Direct ToF is a newer technology in the mobile space, because it has proven challenging to miniaturize SPADs, which are really the core technology enabling them. Additionally, the timing required is extremely precise, and there are not that many vendors who can supply components adequate for these systems. While there are patent advantages, there are also some significant technical advantages. Direct ToF systems have better long range performance, are much less affected by multipath, interference with other devices is minimal, and most critically - you can push a lot more power, because you emit a single burst instead of a continuous wave. This is really important for range and SNR, because all active IR imaging systems are limited by eye safety. For eye safety you care about not just instantaneous power but also energy delivered to the retina over time. Its helpful to recall that for all these active IR systems that go to consumers, they need to be safe after they’ve been run over by a car, dropped in a pool, shoved into a toddlers eye socket, etc - so this puts pretty strong limits on the amount of power they can deliver (and thus ultimately on range and accuracy). Direct ToFs are also really nice thermally, because your module has a chance to dissipate some heat before you fire it again (vs CW systems where you’re firing it a much higher fraction of the time).


Kudos on the explanation. I'd love to see you do a blog pot that elaborates on these different methods with diagrams for laymen like me who find this fascinating.


Why Sony, and other chipmakers they went as far as developing a true ToF sensor, rather than switching to the continuous wave sensing?

And I also heard that Apple went as far as trying to develop a ToF ladar by itself.
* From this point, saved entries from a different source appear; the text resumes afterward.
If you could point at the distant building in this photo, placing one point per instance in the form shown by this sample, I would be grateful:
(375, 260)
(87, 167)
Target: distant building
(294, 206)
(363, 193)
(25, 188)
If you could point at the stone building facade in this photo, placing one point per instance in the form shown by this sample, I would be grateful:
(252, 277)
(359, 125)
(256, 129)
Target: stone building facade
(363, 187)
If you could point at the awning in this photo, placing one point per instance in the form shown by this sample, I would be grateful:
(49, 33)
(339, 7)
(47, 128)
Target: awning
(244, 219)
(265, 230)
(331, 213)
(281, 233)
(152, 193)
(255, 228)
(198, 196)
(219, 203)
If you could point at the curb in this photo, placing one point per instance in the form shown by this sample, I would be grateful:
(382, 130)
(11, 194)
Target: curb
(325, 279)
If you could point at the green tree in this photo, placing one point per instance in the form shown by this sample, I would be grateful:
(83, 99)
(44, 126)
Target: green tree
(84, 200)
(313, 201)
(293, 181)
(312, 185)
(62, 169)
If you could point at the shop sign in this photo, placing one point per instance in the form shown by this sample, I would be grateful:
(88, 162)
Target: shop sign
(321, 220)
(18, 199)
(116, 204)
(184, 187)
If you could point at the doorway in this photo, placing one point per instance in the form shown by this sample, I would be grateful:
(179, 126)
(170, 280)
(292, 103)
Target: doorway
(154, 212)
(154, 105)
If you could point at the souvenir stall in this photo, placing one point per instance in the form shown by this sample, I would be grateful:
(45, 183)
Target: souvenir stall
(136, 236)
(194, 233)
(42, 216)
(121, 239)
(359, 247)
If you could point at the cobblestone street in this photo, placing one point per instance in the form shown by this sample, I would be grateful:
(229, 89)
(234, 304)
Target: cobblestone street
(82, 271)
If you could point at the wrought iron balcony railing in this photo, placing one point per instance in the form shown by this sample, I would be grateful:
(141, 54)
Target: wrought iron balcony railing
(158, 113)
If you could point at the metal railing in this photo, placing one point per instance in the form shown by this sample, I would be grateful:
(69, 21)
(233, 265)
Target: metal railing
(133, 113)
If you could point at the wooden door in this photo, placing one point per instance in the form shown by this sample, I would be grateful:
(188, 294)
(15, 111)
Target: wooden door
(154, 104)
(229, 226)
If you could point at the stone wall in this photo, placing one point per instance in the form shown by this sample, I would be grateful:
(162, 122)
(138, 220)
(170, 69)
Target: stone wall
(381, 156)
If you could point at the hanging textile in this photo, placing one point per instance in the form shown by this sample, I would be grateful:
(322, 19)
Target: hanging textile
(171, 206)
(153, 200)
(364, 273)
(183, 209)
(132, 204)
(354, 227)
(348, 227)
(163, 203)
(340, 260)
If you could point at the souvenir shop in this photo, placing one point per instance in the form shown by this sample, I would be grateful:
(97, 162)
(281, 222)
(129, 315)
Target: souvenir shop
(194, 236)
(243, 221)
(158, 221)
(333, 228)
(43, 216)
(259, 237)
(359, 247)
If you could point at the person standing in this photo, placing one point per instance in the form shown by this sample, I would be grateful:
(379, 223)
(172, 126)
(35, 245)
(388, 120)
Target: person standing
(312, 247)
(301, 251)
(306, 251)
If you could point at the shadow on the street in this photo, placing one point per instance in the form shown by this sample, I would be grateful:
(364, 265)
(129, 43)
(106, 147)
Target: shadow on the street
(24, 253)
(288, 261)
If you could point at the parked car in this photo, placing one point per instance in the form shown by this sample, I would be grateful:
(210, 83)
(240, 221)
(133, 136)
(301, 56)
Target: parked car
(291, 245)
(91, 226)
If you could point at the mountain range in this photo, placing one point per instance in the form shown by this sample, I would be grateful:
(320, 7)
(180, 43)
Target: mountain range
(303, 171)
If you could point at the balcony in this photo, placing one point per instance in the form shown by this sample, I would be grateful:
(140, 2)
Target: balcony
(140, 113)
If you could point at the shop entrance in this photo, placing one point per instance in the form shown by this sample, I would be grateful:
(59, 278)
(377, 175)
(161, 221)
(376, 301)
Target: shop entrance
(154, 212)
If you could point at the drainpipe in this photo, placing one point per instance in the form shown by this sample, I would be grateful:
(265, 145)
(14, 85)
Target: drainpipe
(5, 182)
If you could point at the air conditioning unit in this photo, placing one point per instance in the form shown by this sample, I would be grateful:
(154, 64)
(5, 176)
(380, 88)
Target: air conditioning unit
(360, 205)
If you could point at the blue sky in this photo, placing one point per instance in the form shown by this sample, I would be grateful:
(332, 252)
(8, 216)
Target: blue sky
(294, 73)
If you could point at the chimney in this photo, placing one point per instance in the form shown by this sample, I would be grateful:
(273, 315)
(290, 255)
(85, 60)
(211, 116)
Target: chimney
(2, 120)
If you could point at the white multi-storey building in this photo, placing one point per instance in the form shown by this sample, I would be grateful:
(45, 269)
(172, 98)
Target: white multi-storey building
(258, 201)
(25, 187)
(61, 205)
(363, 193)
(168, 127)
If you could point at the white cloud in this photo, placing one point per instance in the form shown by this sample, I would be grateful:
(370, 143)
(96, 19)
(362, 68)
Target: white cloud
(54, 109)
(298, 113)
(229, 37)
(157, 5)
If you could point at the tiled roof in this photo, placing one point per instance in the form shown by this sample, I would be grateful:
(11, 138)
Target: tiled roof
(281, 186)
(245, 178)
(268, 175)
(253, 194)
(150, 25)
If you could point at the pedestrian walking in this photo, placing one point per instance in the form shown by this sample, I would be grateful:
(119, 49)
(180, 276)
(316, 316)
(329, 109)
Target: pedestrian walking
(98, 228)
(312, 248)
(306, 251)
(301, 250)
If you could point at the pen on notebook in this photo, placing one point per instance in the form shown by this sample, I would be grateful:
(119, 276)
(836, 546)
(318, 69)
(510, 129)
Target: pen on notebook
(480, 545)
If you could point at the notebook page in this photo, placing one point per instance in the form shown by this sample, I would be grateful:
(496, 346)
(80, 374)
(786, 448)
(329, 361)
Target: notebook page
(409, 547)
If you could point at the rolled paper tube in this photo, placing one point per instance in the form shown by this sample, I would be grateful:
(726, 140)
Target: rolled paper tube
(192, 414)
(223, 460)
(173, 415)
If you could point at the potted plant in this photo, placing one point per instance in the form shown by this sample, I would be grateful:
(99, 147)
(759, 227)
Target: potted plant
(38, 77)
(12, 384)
What's the magic with/what's particular reason to use ToF sensing, instead of CW?


[flagged]


What part?


The only part that I think could be debated is my assertion that it’s single module. While technically the illuminator and receiver are different components manufactured by different vendors, they are integrated into one module well before final assembly - and generally when you buy ToFs from semiconductor manufacturers, you get a single mostly rigid part that has everything attached to it.

I suppose I could also imagine someone challenging my assertion that industrial 3D scanning uses structured light, because there are some vendors that use -temporal structured light-, where you flash different patterns to resolve different spatial frequencies on a stationary part. But beyond that I am as confused as you are.


> where you flash different patterns to resolve different spatial frequencies on a stationary part

Oh, that's neat! Is the output from the sensor, when combined into a time-series, essentially a frequency-domain image of the part, such that you just apply an inverse-FFT and get a picture out?